PS> Get-Service -Name codedeployagent

Status   Name               DisplayName
------   ----               -----------
Stopped  codedeployagent    CodeDeploy Host Agent Service

We saw straight away that the service for some reason was stopped, We then tried to start the service manually and check it’s status a few times to see if it kept running.

PS> Start-Service -Name codedeployagent
PS> Get-Service -Name codedeployagent

Status   Name               DisplayName
------   ----               -----------
Running  codedeployagent    CodeDeploy Host Agent Service

Manually starting it seems to do the trick, but why was it failing at startup?

Windows System Logs

We then dig a little deeper as manually starting the service each time we wanted to launch an instance is not scalable. Checking the windows system logs showed us that the service failed to start with the following description:

A timeout was reached (60000 milliseconds) while waiting for the CodeDeploy Host Agent Service service to connect.

windows-event-viewer

It was now obvious to us that the service was taking over 1 minute to start thus making windows services terminate the service from starting. We just needed to know what was taking so long for the service to start.

CodeDeploy Host Agent

A good place to start for finding out what happening within the CodeDeploy agent is looking at the agents logs. The logs can be found within C:\ProgramData\Amazon\CodeDeploy\log directory.

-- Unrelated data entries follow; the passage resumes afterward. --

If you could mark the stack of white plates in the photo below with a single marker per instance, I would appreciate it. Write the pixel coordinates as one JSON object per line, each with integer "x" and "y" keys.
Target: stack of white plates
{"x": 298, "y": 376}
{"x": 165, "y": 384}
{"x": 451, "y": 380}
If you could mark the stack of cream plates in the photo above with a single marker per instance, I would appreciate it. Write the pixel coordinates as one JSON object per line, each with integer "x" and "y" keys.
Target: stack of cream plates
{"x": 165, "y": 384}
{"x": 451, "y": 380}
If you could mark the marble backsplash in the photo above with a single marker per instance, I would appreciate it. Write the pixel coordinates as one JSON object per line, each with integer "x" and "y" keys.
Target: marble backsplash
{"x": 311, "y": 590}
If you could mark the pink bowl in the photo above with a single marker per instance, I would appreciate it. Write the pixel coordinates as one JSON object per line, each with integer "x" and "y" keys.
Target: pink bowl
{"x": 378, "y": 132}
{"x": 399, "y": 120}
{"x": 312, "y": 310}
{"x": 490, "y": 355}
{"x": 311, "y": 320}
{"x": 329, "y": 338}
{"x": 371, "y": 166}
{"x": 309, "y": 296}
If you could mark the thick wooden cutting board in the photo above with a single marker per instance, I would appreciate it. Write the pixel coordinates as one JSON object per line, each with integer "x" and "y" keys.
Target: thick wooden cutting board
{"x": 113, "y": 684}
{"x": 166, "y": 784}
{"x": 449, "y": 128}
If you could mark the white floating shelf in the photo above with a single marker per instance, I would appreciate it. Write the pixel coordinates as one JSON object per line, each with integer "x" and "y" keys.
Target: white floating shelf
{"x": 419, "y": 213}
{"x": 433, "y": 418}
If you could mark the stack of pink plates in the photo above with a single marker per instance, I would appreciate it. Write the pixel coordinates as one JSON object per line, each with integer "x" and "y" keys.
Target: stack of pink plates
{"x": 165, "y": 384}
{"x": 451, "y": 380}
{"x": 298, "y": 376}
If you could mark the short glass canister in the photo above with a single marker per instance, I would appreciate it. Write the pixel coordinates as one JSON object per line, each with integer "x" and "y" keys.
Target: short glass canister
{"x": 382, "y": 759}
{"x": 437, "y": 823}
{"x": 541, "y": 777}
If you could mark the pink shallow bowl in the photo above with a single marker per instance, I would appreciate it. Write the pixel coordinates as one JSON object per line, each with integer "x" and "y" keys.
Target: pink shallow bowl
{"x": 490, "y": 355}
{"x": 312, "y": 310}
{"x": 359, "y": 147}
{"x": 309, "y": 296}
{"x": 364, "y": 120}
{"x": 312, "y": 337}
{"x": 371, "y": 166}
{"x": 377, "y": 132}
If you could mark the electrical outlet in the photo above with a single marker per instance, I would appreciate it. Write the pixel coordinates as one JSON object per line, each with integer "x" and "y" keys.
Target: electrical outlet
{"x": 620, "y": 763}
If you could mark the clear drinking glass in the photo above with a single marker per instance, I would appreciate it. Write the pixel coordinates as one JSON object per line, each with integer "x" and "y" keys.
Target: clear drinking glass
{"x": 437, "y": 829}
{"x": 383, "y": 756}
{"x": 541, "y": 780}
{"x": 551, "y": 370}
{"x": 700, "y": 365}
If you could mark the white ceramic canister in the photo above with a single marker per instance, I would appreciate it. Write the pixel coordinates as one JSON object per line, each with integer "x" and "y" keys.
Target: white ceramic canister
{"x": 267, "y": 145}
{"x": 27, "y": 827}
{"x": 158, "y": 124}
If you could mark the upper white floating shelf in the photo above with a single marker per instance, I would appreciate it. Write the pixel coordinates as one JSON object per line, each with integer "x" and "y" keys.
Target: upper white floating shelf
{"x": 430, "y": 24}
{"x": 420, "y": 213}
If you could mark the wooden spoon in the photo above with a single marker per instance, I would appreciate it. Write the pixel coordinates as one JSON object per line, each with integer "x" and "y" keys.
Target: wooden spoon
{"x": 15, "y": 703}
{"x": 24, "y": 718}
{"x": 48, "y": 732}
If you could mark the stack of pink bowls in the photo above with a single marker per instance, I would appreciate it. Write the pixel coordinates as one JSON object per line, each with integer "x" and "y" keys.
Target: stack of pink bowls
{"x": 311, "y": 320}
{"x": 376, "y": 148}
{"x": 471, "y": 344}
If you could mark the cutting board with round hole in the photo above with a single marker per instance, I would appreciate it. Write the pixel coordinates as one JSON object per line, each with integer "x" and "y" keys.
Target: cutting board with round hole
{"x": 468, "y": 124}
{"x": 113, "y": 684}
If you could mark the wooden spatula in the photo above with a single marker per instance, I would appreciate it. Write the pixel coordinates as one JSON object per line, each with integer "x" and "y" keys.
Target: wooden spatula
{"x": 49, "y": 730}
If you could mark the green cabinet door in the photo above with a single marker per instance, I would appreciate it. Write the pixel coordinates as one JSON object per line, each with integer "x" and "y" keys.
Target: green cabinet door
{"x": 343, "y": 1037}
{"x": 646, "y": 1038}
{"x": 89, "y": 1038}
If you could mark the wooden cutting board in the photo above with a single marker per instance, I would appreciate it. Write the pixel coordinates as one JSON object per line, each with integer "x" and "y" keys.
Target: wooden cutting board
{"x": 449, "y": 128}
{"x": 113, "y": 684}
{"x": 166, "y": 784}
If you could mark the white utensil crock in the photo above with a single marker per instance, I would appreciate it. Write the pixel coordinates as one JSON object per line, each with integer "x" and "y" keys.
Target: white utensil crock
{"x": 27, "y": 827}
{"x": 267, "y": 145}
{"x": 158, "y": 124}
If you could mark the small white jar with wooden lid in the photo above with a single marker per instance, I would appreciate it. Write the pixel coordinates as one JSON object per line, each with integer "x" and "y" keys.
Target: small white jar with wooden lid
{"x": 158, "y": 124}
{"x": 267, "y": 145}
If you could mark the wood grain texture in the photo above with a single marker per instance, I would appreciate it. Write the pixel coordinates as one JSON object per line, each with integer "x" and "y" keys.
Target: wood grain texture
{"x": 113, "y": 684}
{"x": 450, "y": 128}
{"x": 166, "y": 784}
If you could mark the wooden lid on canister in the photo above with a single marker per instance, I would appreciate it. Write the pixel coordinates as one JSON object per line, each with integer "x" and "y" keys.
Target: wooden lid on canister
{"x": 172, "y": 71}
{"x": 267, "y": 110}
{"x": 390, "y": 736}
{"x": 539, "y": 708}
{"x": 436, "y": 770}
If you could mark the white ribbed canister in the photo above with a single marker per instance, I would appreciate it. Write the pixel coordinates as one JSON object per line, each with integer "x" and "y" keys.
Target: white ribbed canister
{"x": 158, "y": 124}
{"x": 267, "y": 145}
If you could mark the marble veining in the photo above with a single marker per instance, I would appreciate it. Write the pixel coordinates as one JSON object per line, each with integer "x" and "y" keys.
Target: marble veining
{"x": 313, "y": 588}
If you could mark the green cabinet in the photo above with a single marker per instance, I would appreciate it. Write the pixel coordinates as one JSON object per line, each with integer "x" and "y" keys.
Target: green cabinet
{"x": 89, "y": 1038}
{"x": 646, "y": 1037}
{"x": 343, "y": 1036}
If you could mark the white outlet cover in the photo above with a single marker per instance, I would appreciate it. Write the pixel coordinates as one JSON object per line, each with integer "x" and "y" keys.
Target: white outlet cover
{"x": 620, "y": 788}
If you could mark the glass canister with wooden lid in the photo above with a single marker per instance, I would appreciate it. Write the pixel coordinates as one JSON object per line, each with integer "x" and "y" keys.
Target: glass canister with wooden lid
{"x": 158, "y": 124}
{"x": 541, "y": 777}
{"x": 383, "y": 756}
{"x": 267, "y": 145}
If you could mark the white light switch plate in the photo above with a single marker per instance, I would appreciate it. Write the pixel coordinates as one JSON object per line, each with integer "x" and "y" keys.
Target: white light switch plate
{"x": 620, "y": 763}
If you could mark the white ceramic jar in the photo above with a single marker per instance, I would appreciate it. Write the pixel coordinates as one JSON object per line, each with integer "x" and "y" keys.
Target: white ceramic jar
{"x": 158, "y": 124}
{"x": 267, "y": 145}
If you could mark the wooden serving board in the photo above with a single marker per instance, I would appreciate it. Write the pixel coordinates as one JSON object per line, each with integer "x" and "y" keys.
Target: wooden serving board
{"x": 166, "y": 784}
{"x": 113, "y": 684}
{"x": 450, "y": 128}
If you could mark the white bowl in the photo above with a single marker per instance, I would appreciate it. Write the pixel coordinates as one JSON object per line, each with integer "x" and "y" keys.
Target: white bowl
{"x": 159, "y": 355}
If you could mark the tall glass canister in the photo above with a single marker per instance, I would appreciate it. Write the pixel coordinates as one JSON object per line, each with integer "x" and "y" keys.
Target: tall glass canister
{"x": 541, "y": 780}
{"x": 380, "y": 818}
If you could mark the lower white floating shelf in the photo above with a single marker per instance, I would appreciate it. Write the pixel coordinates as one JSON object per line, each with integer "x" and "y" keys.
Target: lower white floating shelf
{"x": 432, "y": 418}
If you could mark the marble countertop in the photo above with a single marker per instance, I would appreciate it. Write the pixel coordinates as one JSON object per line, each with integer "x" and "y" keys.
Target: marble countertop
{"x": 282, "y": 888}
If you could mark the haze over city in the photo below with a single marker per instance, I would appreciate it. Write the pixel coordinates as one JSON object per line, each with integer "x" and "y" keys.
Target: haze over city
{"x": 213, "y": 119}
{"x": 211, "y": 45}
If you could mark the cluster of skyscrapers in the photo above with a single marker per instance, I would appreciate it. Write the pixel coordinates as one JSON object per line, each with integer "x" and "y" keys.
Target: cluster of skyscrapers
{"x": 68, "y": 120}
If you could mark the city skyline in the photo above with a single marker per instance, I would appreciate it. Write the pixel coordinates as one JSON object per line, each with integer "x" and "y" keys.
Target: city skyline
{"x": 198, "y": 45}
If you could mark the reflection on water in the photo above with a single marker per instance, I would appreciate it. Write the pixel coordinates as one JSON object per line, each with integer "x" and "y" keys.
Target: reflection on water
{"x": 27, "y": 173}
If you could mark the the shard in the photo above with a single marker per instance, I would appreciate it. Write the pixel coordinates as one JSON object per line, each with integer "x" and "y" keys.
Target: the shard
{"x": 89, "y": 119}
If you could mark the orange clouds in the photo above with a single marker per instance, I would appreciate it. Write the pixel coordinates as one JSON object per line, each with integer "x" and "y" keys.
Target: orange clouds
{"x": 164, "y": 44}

Sadly we discovered that the CodeDeploy agent had not written any logs within the 1 minute while it was starting up.

Extending the service startup time

We could not get to the root cause of why the service was not starting within the default service start time so we ended up increasing the start time to 2 minutes instead. We did this by just dropping in to powershell and running the following command:

New-ItemProperty -Path "HKLM:\SYSTEM\CurrentControlSet\Control" -Name "ServicesPipeTimeout" -Value 120000 -PropertyType DWORD -Force

ServicesPipeTimeout : 120000
PSPath              : Microsoft.PowerShell.Core\Registry::HKEY_LOCAL_MACHINE\SYSTEM\CurrentControlSet\Control
PSParentPath        : Microsoft.PowerShell.Core\Registry::HKEY_LOCAL_MACHINE\SYSTEM\CurrentControlSet
PSChildName         : Control
PSDrive             : HKLM
PSProvider          : Microsoft.PowerShell.Core\Registry

This can also be done in the regedit.exe GUI.

What now?

We never really got to the bottom of why the service was not starting in a timely fashion. We imagine it was due to the instance size just taking a little longer due to it’s smaller compute power, the work around however works seamlessly.